The Proposed Consent Order
The proposed consent order will be open for public comment for 30 days, after which the FTC will vote to finalize it. In addition to the standard language we have all become accustomed to in FTC data security orders, such as a mandatory information security program, third-party assessments, and covered incident reports, the proposed consent order contains a number of notable requirements.
First, there is no civil penalty or other monetary relief. In a post-AMG world the FTC lacks the hammer it once had in Section 13(b) to leverage monetary relief. While Congress continues to drag its feet on passing a privacy law, the FTC is marching ahead with its privacy rulemaking, which could add to its enforcement arsenal in the form of civil penalty authority, but will take years to finalize. In the meantime, the Drizly consent order sends an important message: the FTC is going to continue privacy-related enforcement actions even with this more limited ability to seek monetary relief.
Second, the FTC has signaled that it will continue to insist on holding individuals liable in some cases. Here, the proposed order will follow Rellas for 10 years. If Rellas is a majority owner of any business that collects consumer information or is employed in certain other high-level roles, he is personally responsible for ensuring that the company implements an information security program. If Rellas were to violate the order while at Drizly (or elsewhere) over the next decade, he would potentially be subject to civil penalties, currently clocking in at $46,517 per violation.
This appears to be the first time that a CEO of a major company has agreed to be bound by an FTC order placing significant obligations related to information security on any company where he holds an executive position. In a joint statement, FTC Chair Lina Kahn and Commissioner Alvaro Bedoya said, “Today’s settlement sends a very clear message: protecting Americans’ data is not discretionary.
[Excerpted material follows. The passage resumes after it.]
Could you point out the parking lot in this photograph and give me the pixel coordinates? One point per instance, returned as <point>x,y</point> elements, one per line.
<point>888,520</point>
It must be a priority for any chief executive. If anything, it only grows more important as a firm grows.”
Commissioner Rebecca Kelly Slaughter agreed, noting in her statement that naming Drizly’s CEO “helps ensure that corporate leadership must take seriously their obligation to safeguard customer information.” In contrast, Republican Commissioner Christine Wilson dissented because in her mind, he did not have the requisite knowledge and participation necessary to hold an individual liable under the FTC Act.
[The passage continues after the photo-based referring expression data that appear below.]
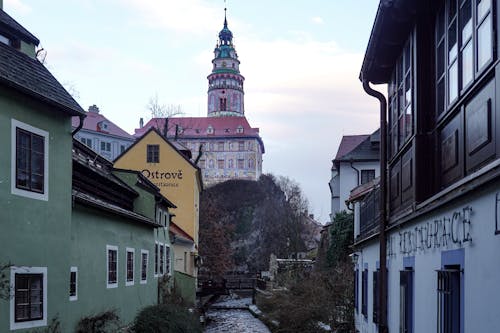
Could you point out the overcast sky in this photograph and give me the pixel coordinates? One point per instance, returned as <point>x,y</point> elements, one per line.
<point>300,59</point>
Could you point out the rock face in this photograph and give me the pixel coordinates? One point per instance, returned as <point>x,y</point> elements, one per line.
<point>258,218</point>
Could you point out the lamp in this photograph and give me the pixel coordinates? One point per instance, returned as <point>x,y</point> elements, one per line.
<point>354,257</point>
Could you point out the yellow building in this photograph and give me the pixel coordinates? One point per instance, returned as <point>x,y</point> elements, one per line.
<point>179,179</point>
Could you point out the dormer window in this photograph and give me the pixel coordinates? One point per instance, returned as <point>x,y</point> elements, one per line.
<point>4,40</point>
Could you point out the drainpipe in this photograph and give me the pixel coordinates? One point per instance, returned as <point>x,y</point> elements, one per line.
<point>383,328</point>
<point>80,125</point>
<point>357,172</point>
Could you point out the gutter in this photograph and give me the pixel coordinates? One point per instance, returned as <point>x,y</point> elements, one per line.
<point>382,325</point>
<point>80,125</point>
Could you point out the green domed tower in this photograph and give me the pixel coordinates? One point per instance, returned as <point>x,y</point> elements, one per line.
<point>225,83</point>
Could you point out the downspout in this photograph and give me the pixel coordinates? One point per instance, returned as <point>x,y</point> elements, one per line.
<point>383,328</point>
<point>357,172</point>
<point>80,125</point>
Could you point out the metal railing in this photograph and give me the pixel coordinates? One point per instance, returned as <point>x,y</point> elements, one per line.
<point>369,213</point>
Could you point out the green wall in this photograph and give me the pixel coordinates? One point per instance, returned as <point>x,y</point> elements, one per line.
<point>185,285</point>
<point>91,231</point>
<point>35,232</point>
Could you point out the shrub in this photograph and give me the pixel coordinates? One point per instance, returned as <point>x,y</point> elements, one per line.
<point>166,318</point>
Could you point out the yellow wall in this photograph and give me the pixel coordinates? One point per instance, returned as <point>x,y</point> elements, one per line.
<point>177,179</point>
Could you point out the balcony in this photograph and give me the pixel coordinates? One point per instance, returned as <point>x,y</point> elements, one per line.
<point>369,214</point>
Finally, the proposed consent order goes beyond standard data collection and retention requirements and shows how the FTC continues to push the boundaries of its authority. With the Drizly order, the FTC does not just require a standard data retention policy and security measures, it demands a company-wide policy of data minimization. Drizly’s website and applications must also display its data retention schedule, explaining why it is collecting the consumer information, why it needs the information, and a timeframe for deletion.
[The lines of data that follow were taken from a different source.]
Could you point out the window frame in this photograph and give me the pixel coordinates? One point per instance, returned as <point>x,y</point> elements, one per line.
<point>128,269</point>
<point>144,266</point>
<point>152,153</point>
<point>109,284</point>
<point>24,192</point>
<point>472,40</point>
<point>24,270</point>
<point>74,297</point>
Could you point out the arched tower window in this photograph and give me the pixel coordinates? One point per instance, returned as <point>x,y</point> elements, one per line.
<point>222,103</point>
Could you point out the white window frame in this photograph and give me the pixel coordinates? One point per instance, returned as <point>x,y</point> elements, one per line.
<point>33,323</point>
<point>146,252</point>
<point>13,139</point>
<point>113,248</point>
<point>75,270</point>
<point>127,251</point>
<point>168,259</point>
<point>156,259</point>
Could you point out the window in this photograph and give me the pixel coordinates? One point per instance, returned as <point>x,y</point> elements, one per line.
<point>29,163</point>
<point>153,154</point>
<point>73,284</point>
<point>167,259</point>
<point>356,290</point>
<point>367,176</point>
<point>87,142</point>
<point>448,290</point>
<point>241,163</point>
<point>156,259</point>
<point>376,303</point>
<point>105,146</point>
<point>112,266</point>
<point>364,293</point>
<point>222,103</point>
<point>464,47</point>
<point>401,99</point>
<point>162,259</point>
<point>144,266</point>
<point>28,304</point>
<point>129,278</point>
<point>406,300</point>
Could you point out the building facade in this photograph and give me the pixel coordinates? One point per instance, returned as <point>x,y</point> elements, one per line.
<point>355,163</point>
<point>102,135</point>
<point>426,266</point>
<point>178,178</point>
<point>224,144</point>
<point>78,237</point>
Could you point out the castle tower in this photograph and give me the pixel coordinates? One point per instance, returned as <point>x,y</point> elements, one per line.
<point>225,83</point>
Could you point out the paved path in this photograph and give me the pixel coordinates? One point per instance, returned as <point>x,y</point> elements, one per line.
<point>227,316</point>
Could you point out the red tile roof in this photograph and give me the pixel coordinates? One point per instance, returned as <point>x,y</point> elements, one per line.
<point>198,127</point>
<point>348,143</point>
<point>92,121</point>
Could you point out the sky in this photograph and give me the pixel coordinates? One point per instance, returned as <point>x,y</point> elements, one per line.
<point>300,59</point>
While the outcome of the FTC’s rulemaking process is uncertain and likely to take years to complete, and the likelihood of a nationwide privacy or data security statute remains in flux, the FTC has signaled a few important points with this most recent settlement:
- The FTC is going to continue to enforce privacy and data security issues as unfair or deceptive trade practices.
- Individual executive officers will continue to be a target of regulatory scrutiny.
- Companies should train employees on the dangers of reusing passwords across their personal (and business) accounts.
- Companies should consider a data minimization policy on top of data retention standards.
- Companies should heed lessons from prior breaches (which regulators can, and will, use against them).